Dia AF, mungkin karena Fz itulah akhirnya namanya diplesetkan menjadi Ijo. Hubunganku
terbilang spesial, meskipun hingga kini tak kutemukan apa nama yang tepat untuk
mewakili hubunganku dengannya. Yang aku tahu, aku mencintainya dan dia
mencintaiku. Itu saja bagiku cukup.
Hubungan
ini kuakui berlangsung cukup lama. Jangan kira kami yang tak punya nama atas
hubungan ini berlangsung hanya sekilas saja. Cintaku, bukanlah cinta pada
pandangan pertama. Proses cinta ikut berperan dalam hubunganku. Jika kuhitung,
mungkin awal dari semuanya sudah hampir berlangsung dua tahun. Itu sama artinya
dengan dimulain dari tahun 2012.
Romadhon
2012. Kata orang, Romadhon membawa berkah.. aku percaya itu! Tapi tak kusangka
jika Romadhon ini juga membawa berkah bagi cintaku. Awal dari sebuah kisah ini.
Sesungguhnya, saat ini aku sedang galau. Kata yang satu ini sangat akrab di kehidupanku
akhir-akhir ini. Bagaimana tidak? Hubunganku dengan pacarku, F’d diambang
kehancuran. Itu karena satu hal “LDR”, Long
Distance Relaationship , hubungan jarak jauh. Aku yang tak bisa dengan
keadaan seperti ini setiap hari hanya dapat berperasaan sepi. Ya, aku tahu aku
tak seharusnya begitu lagi. Apalagi didepan teman-temanku. Aku mulai belajar
bersikap sewajarnya. Aku mulai bersikap biasa saja untuk meutupi segalanya,
termasuk ketikka acara buka bersama Alumni SMP Angkatan 4 di alun-alun kota.
Saat
itu, aku biasakan diriku dengan mengobrol bersama teman-teman satu angkatan.

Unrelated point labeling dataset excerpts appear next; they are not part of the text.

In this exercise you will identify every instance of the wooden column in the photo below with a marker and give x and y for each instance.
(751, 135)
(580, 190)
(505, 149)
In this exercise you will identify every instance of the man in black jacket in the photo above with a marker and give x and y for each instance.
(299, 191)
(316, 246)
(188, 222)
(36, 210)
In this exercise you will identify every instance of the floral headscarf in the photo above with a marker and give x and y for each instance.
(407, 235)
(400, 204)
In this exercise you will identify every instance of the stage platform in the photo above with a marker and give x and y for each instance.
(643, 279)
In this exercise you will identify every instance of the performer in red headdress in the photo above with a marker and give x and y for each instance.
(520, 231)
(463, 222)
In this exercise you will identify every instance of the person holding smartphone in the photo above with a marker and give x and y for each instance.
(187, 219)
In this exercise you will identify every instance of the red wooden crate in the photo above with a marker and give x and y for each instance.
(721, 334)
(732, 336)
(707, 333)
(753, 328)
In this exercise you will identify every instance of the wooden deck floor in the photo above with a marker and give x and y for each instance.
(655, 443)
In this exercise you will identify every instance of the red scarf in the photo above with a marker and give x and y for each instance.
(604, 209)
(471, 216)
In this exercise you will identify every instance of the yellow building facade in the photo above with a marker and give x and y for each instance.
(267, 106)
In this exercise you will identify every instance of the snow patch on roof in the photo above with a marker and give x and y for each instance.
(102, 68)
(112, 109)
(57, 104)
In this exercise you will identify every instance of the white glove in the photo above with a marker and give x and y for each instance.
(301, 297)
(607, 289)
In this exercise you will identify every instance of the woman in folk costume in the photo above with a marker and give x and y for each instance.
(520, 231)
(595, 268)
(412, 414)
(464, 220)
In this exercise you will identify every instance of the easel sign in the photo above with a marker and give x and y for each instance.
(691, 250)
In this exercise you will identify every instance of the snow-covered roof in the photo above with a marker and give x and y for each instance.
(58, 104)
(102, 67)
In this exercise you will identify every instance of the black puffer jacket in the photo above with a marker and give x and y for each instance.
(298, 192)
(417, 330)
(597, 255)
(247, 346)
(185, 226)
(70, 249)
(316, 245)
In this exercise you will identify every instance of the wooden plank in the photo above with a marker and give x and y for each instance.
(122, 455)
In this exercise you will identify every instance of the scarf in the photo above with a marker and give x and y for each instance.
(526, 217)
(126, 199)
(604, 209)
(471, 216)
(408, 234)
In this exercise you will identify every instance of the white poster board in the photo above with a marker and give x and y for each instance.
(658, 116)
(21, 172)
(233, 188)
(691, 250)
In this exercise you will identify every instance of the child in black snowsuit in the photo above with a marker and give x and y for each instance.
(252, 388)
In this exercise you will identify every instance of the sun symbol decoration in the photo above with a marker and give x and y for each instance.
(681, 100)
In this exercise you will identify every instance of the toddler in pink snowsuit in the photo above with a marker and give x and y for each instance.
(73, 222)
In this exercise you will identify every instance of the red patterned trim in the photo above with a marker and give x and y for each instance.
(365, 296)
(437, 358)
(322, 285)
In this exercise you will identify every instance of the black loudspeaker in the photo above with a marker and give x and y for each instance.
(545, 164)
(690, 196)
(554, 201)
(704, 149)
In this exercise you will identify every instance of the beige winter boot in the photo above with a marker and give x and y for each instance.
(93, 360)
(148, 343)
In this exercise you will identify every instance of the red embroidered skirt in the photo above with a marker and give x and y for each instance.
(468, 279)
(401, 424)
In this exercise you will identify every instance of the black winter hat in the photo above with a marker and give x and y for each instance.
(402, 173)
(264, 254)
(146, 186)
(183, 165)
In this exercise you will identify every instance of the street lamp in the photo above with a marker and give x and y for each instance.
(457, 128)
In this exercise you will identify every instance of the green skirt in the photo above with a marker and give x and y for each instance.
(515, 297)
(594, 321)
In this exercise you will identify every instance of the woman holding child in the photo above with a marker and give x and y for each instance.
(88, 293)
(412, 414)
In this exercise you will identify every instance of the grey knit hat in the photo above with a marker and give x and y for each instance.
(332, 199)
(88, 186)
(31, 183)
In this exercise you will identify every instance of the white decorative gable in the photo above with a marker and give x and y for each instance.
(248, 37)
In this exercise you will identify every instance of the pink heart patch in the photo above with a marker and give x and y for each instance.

Aku bersikap biasa, tapij hati? Hati tak bisa berbohong kalau aku sedang
risau. Obrolan mengalir. Menghiburku...
Aku duduk bersama beberapa orang teman, tapi aku merasakan satu orang yang
berbeda. Satu-satunya orang yang saat itu mengenakan sarung diacara bukber.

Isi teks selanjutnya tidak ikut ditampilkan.